Why the Gospel is vital to Easter
Easter isn’t about bunnies, candy, and egg hunts. While those things are fun and certainly can have their place, Easter - or, rather, Resurrection Sunday - is vastly deeper and more significant than a sugary, Spring celebration. Easter marks the completion of Christianity - the fulfillment of all of God’s promises to mankind throughout the ages. It is the fullness of the mystery of the Gospel, the finished work of Christ on the cross.
Without the Gospel, there would be no Easter. There would be no real hope. We would have no lasting joy. We’d never know true love. There would be no victory over sin and death. And there certainly wouldn’t be eternal life!
The Gospel is the entire reason we as believers celebrate the Easter season. We’re celebrating Christ’s triumph over the grave. We’re rejoicing in the unquenchable hope that His death and resurrection gives us. And we’re anticipating a life spent forever with Him.
What is the Gospel?
But what if you’re fuzzy about what the Gospel actually is? How can you celebrate something that you don’t fully understand?
Simply put, the Gospel is the good news that Jesus came to Earth to die in our place and to rise again, proving His power over death.
As nifty as that short explanation is, let’s dive into it a bit deeper.

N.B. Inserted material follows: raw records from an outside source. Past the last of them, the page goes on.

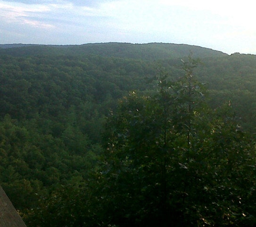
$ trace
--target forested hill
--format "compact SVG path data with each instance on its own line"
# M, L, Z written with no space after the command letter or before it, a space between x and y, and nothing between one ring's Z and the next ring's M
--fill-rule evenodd
M88 44L81 45L0 45L0 54L12 56L34 56L38 55L100 55L147 60L184 58L190 53L195 57L207 58L226 55L220 51L185 44L150 43L132 44L108 42Z
M181 60L189 62L191 53L202 62L192 76L190 69L184 71L190 65ZM195 79L195 86L184 83L184 75ZM188 87L204 103L187 115ZM255 55L155 43L0 45L0 185L28 226L156 226L132 221L150 222L151 215L169 212L160 207L175 210L167 216L174 222L194 220L173 226L255 226L246 224L256 223L254 145L243 133L254 136L256 130ZM236 123L231 127L231 122ZM184 142L188 125L196 162L183 149L190 146ZM160 131L169 133L169 145L160 144L168 139ZM116 157L108 160L104 154L116 147L117 153L108 154ZM129 159L131 154L142 154ZM253 164L242 166L244 160ZM166 191L164 182L158 181L165 175L170 191L163 197L158 193ZM153 205L162 202L158 196L170 200ZM237 214L244 225L232 225ZM117 220L112 225L113 216ZM128 219L130 225L122 225Z

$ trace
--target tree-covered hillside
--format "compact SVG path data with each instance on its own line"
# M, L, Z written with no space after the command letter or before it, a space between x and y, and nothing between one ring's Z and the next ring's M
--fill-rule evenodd
M1 45L0 45L0 48ZM0 54L13 56L34 56L37 55L99 55L106 57L125 58L143 60L176 59L188 56L190 52L194 56L207 58L226 54L211 49L184 44L150 43L132 44L108 42L88 44L81 45L31 45L19 44L2 45Z
M0 184L28 226L256 223L256 56L18 45L0 48Z

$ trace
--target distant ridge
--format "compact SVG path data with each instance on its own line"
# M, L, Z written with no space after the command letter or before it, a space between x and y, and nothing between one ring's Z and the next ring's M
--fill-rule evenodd
M86 44L80 45L45 45L33 44L0 45L0 54L12 56L36 56L50 54L64 55L97 55L143 60L183 58L192 53L196 58L227 55L220 51L186 44L124 42Z

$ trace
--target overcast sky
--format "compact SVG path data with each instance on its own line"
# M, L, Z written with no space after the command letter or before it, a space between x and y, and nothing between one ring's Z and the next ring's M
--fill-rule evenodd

If you’ve never heard the Gospel explained before, you’ll probably need to know a few more details, and if you’re already familiar with the Gospel, you know how vital it is to go over it again and again lest it become commonplace in your heart.
In the beginning, God created everything, including mankind. We were designed to bring God pleasure and to fellowship with Him forever. But sin - the act of disobeying God’s commands - forever separated us from our loving Heavenly Father. God’s justice demanded (rightfully so) that we atone for our sins.

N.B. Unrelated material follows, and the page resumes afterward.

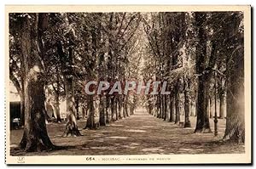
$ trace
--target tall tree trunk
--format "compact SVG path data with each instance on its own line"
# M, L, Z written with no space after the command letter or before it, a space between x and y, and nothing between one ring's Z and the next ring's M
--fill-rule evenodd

The problem is that we could never do this on our own. No amount of good deeds, no length of punishment, could ever make up for the debt that our sin heaped on us (and we ALL have sinned, according to Romans 3:23). And so, God promised to send Someone who could rescue us from our pitiful situation - not because we deserved it, but because God loved us enough to save us when we were unable to save ourselves.
For a time, God instituted the sacrificial system, where people would select a perfect lamb to slaughter on their behalf. But it was an imperfect system, designed to show us our need of a Perfect Savior, not to actually save us through that system itself. The sacrificial system merely showed faith on the sacrificer’s part that he believed that one day, God would send that Perfect Sacrifice just as He had promised.

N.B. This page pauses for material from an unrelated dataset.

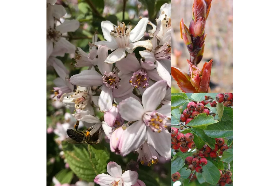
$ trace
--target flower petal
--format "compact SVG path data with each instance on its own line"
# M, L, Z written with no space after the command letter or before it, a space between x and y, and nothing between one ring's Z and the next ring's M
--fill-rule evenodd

And so, some 2,000 years ago, right around 4 BC, God sent His own Son to Earth. Only Jesus, who lived a perfect, sinless life, could atone for our sin. Because He was both God and man, He was able to accomplish what we could not.
He allowed Himself to be captured and tried by evil men, to be separated from His Heavenly Father for a time, and to be crucified on a cross. He became the Lamb of God, the Perfect Sacrifice we needed in order to have eternal life.
After His death, He rose again from the grave on the third day. And this is where the Gospel becomes vital to our Easter celebration. Had he not risen from the dead, had He not proven His deity over death, we would still be lost in our suffering and sin. It is because of Jesus’ resurrection that we can so joyfully embrace all that Easter is!
How to accept Christ’s work in faith
So, how does Jesus’ death and resurrection save us from impending eternal death? We must - through the enabling of the Holy Spirit - accept on faith that He really did come to Earth and died and rose again for us. Just as the sacrificial system of long ago showed people’s faith looking forward to the cross, we today celebrate in faith looking back to the cross. We are not eyewitnesses of those events 2,000 years ago. We choose to believe that they happened just as the Bible said they did.
And we eagerly look forward - again, in faith - to spending the rest of our lives in Heaven with our Risen Savior.
The Gospel is absolutely vital to Easter. As you celebrate Resurrection Sunday, remember the good news - that Jesus came as a man to die on our behalf and to rise again so that we may one day live eternally with Him. There is no greater cause for celebration than that!